Introduction

Tumors of the hand and entire upper limb are frequent findings in hand surgeons’ practice. The hand is a complex structure, composed of several tissues, each of which can be the origin of proliferation and development of the tumor: skin, fat tissue, tendon sheath, muscle, nerve, bone, cartilage, etc. The most frequently encountered tumors of the upper extremity are listed in Table 1 and are grouped according to the tissue of origin. The most common is a ganglion cyst, which is a specific, non-neoplastic lesion arising either from the synovium of the joint or—less frequently—from the synovial sheath of the tendon. Ganglion cysts are typically located around the wrist and their diagnosis is usually establishedclinically. The reported incidence of particular types of tumors in the hand varies, but giant cell tumors of the tendon sheath, enchondromas, and lipomas are the most frequently mentioned [13]. Malignant tumors are relatively rare. The specific appearance and fast growth of the lesion may raise suspicion as to its malignant character.

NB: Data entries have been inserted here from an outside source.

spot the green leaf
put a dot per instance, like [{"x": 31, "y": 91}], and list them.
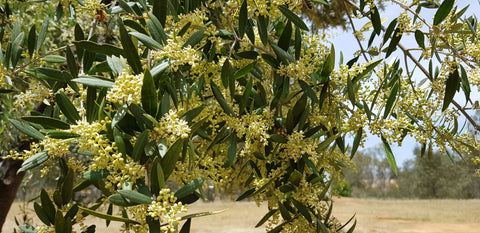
[
  {"x": 232, "y": 148},
  {"x": 147, "y": 41},
  {"x": 390, "y": 156},
  {"x": 160, "y": 10},
  {"x": 94, "y": 82},
  {"x": 67, "y": 187},
  {"x": 356, "y": 142},
  {"x": 278, "y": 138},
  {"x": 294, "y": 114},
  {"x": 47, "y": 206},
  {"x": 47, "y": 122},
  {"x": 27, "y": 129},
  {"x": 242, "y": 19},
  {"x": 107, "y": 216},
  {"x": 135, "y": 197},
  {"x": 329, "y": 63},
  {"x": 138, "y": 150},
  {"x": 67, "y": 107},
  {"x": 149, "y": 94},
  {"x": 27, "y": 228},
  {"x": 397, "y": 35},
  {"x": 156, "y": 28},
  {"x": 51, "y": 74},
  {"x": 189, "y": 188},
  {"x": 443, "y": 11},
  {"x": 323, "y": 145},
  {"x": 221, "y": 100},
  {"x": 71, "y": 62},
  {"x": 119, "y": 200},
  {"x": 262, "y": 29},
  {"x": 170, "y": 159},
  {"x": 227, "y": 73},
  {"x": 293, "y": 17},
  {"x": 391, "y": 99},
  {"x": 451, "y": 86},
  {"x": 244, "y": 70},
  {"x": 420, "y": 38},
  {"x": 34, "y": 161},
  {"x": 283, "y": 55},
  {"x": 55, "y": 59},
  {"x": 465, "y": 84},
  {"x": 246, "y": 194},
  {"x": 266, "y": 217},
  {"x": 157, "y": 179},
  {"x": 42, "y": 34},
  {"x": 41, "y": 214},
  {"x": 194, "y": 39},
  {"x": 302, "y": 209},
  {"x": 95, "y": 174},
  {"x": 106, "y": 49},
  {"x": 298, "y": 43},
  {"x": 186, "y": 226},
  {"x": 389, "y": 31},
  {"x": 308, "y": 90},
  {"x": 286, "y": 37},
  {"x": 32, "y": 40},
  {"x": 131, "y": 52},
  {"x": 376, "y": 20},
  {"x": 58, "y": 134}
]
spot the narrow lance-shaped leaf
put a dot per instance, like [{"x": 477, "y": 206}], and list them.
[
  {"x": 149, "y": 94},
  {"x": 32, "y": 40},
  {"x": 420, "y": 38},
  {"x": 170, "y": 159},
  {"x": 390, "y": 156},
  {"x": 376, "y": 21},
  {"x": 27, "y": 129},
  {"x": 391, "y": 99},
  {"x": 106, "y": 216},
  {"x": 293, "y": 17},
  {"x": 262, "y": 29},
  {"x": 242, "y": 19},
  {"x": 67, "y": 107},
  {"x": 131, "y": 52},
  {"x": 136, "y": 197},
  {"x": 106, "y": 49},
  {"x": 451, "y": 86},
  {"x": 443, "y": 11},
  {"x": 94, "y": 82},
  {"x": 34, "y": 161},
  {"x": 47, "y": 122},
  {"x": 147, "y": 41},
  {"x": 189, "y": 188},
  {"x": 221, "y": 100},
  {"x": 138, "y": 149},
  {"x": 42, "y": 34}
]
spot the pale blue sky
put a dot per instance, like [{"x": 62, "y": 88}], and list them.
[{"x": 346, "y": 43}]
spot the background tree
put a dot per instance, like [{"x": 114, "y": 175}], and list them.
[{"x": 233, "y": 92}]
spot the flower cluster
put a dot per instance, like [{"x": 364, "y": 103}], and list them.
[
  {"x": 170, "y": 127},
  {"x": 166, "y": 210},
  {"x": 178, "y": 55},
  {"x": 106, "y": 153},
  {"x": 126, "y": 89}
]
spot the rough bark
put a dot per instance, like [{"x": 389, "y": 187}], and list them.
[{"x": 8, "y": 187}]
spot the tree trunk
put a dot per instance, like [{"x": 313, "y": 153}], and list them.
[{"x": 8, "y": 187}]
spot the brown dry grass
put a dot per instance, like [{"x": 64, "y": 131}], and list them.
[{"x": 372, "y": 215}]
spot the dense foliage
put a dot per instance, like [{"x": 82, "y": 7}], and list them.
[{"x": 126, "y": 96}]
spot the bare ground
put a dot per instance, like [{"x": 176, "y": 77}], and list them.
[{"x": 372, "y": 215}]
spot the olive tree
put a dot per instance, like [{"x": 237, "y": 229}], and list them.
[{"x": 125, "y": 96}]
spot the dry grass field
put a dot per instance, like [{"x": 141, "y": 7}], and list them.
[{"x": 372, "y": 215}]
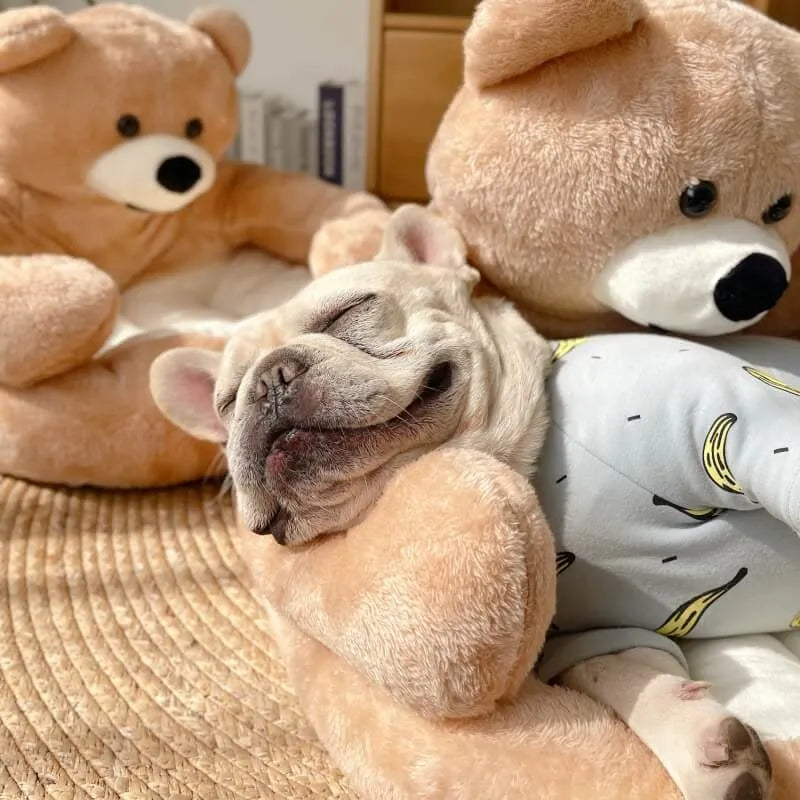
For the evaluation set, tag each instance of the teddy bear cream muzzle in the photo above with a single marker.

Table 1 Histological categories of tumors of the upper extremity

Treatment of tumors in the hand is mostly surgical and consists in complete (radical) excision, as their character is not known preoperatively. It is usually performed in the operating theater, with the patient under adequate anesthesia, and in a bloodless operative field. All resected tumors are routinely sent for histological examination. Recurrences are not uncommon and are dependent on the character of the lesion, completeness of resection, and—to a certain degree—its localization. Removal of tumors arising from specific tissues, i.e., nerves, vessels, or bones, may require sophisticated techniques of reconstruction to avoid compromise of the hand function. In the case of malignant tumors that are preoperatively considered benign, secondary surgery is usually necessary (radicalization of the operation), followed by chemoradiotherapy.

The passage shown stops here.